En mi opinión era un genio, aunque por desgracia también lo era en el rigor que se autoimpuso. A él le debemos el texto más bello jamás publicado en Quaderni piacentini: un ensayo de casi cien páginas dedicado a la Nueva Izquierda norteamericana, aparecido en 1965. Solmi siguió la evolución de una izquierda cuyas raíces no eran comunistas, sino radicales.
[…]

Volvamos a su familia.
Era muy numerosa. Éramos ocho hijos. Yo era el tercero, y Marco, nacido en 1939, el último.
Marco Bellocchio, el director de cine. Su debut, Las manos en los bolsillos, fue fulgurante.
Sí, fue increíble. Me dio a leer el guion y le dije que era malísimo. Pero después, cuando vi las primeras escenas, me quedé boquiabierto. Es una película excelente.

Las manos en los bolsillos, que se estrenó en 1965, era un acto acusatorio contra la familia burguesa, contra sus males y sus neurosis. Su hermano pareció tomar a su familia como modelo. ¿Cómo reaccionaron?
¿Cómo crees que reaccionamos? A mi madre y a mis hermanas no les sentó muy bien. Hasta a mí me molestó un poco. Después, con el tiempo, comprendí que las películas de Marco siempre tienen algo un poco violento.

¿En qué sentido?
Se tiene a menudo la impresión de ser copartícipes, de que se nos está señalando y poniendo una lupa encima. Es su forma de actuar con libertad incluso ante la esfera privada. Pero sus decisiones nacen de una honestidad absoluta y de una coherencia que me gusta mucho.

¿Cree que es necesario seguir tratando de «limitar el deshonor»?
Por supuesto. Para no convertirse en putas.

¿Hay muchas por ahí sueltas?
En cantidades industriales.

¿Qué tipo de intelectual creer haber sido?
No me lo pregunte a mí. Además, desde hace mucho tiempo soy un intelectual casi exclusivamente privado.

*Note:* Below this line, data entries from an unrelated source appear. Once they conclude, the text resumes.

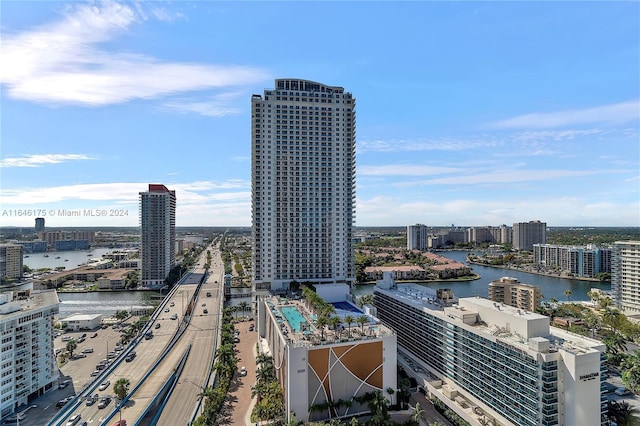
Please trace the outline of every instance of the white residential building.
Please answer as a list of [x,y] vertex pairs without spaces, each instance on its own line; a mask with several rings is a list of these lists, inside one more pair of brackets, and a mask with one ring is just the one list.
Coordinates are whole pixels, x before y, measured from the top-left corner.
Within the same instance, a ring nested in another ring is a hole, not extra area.
[[407,226],[407,250],[426,251],[429,247],[429,230],[420,223]]
[[254,290],[353,282],[355,99],[278,79],[251,110]]
[[428,290],[381,283],[374,305],[430,396],[472,425],[484,416],[514,426],[607,424],[602,342],[488,299],[446,306]]
[[176,263],[176,192],[149,184],[140,193],[140,282],[162,287]]
[[533,250],[534,244],[547,243],[547,224],[539,220],[513,224],[513,248]]
[[22,246],[19,244],[0,244],[0,280],[22,278]]
[[55,290],[0,293],[0,416],[51,389],[58,379],[53,354]]
[[618,308],[640,312],[640,241],[616,241],[611,254],[611,292]]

Hace más de veinte años que no tengo editor. No escribo en periódico alguno. Desde que Diario cerrara en 1993, no he dejado de emborronar hojas con notas, apuntes, y a veces pego en ellas recortes de periódicos —exiguas muestras del horror y sordidez cotidianos— intercalados con reproducciones de imágenes de un pasado que, visto desde el presente, parece mejor.

¿Se siente más cercano a Montaigne que a Marx?
De Marx conservo sobre todo su materialismo y su moralismo a la hora de ver que los conflictos sociales están por doquier y que tal vez sean imposibles de superar en el plano político. Entre mis lecturas de los años sesenta estaban La Rochefoucauld, La Bruyère, Chamfort. Sí, los moralistas franceses fueron para mí un modelo a seguir.

¿Y Karl Kraus?
Lo leí más adelante. No pertenece a mi formación intelectual. Adorno y Horkheimer sí. Pero me pregunto que entendí de ellos en aquel entonces. Es un misterio. Evidentemente, cuando uno siente una sed terrible de lecturas, asimila incluso lo que no entiende, o lo que entiende a su manera.

¿Qué es ser un maestro?
Es ser alguien que sabe transmitir algo y también sabe dar ejemplo.
Los tiempos que vivimos son años de «finis sinistrae». ¿Qué le parece a usted?
La izquierda tal y como la conocimos ha llegado a su fin, y probablemente no sea nada malo.

¿No es usted demasiado orgulloso y desdeñoso?
¿Por qué? Después de todo, muy pocos tenemos el privilegio de «no contar para nada».